The Orchestra of the Americas & Carlos Miguel Prieto - de Falla - Gramophone
The Orchestra of the Americas and Carlos Miguel Prieto have opted for the familiar Falla pairing of El sombrero de tres picos and Noches en los jardines de España for their second disc for Linn, recorded live in Mexico during performances that roughly coincided with the centenary of Sombrero's premiere in July 1919. Prieto's interpretation of the ballet is for the most part extremely fine, if occasionally low-key. Once past the trumpets, drums and shouts of 'Olé' in the Introduction, he takes his time with it, underscoring the sensuousness of Falla's orchestration, and carefully controlling the gathering tensions before releasing them in a heady, exultant account of the final Jota.
The orchestra itself is effectively a training ground for musicians aged between 18 and 30, which Prieto, music director since 2011, has forged into a superb ensemble. There's some beautifully detailed playing, with ravishing strings in the Seguidillas and majestic flamenco turns at the start of the Miller's Farruca, while the brass are gleamingly assertive throughout. Prieto permits the hypocritical Corregidor a certain staid elegance in his minuets, avoiding the usual caricature. The downside here, though, is that the comic scenes could do with more bite, while elsewhere everything feels a bit too considered, particularly when compared with the sheer exhilaration and panache of Pablo Heras-Casado's recent version for Harmonia Mundi.
Prieto's careful way with Falla is arguably better suited to Noches en los jardines de España, where the orchestral playing is finely textured and the debts to Debussy, Ravel and early Stravinsky are all acknowledged without losing sight of Falla's often astonishing originality. Jorge Federico Osorio, playing with unusual weight of tone, steers a course somewhere between the poetry of Alicia de Larrocha (with the LPO and Rafael Frühbeck de Burgos) and the greater dramatic fire of Javier Perianes (with the BBC SO and Josep Pons), though on a disc that is otherwise scrupulously engineered and balanced, the piano sounds very far forwards and the orchestra some way back.

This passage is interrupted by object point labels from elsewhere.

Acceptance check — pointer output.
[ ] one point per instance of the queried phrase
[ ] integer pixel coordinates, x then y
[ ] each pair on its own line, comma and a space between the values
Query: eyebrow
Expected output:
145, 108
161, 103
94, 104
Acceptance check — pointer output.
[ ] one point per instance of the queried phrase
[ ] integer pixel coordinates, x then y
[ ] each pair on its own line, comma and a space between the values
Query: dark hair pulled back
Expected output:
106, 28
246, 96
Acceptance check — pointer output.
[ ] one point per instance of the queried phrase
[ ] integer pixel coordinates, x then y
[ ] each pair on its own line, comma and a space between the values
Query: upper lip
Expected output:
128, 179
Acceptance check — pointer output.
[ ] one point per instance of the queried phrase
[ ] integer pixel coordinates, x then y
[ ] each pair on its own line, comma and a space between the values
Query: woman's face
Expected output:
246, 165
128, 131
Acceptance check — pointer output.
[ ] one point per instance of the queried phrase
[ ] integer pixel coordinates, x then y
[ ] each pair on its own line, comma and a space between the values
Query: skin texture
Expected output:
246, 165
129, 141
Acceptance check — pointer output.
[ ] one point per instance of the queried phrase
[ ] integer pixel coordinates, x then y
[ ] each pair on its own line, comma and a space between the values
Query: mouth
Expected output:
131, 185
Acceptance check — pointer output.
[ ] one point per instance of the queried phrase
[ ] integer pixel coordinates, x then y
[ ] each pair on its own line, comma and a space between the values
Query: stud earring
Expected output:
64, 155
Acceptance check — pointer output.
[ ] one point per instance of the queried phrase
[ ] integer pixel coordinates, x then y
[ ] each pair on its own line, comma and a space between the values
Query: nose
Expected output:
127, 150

The first of the two fillers is the familiar extract from La vida breve: the Dance is a bit genteel, though the preceding Interlude is grandly post-Romantic and passionate. The second is the Goyescas Intermezzo, beautifully done and discreetly placed just before Noches as as a quiet reminder that Granados's terrible death, days before the Falla's premiere, would have been fresh in the minds of the work's first audience.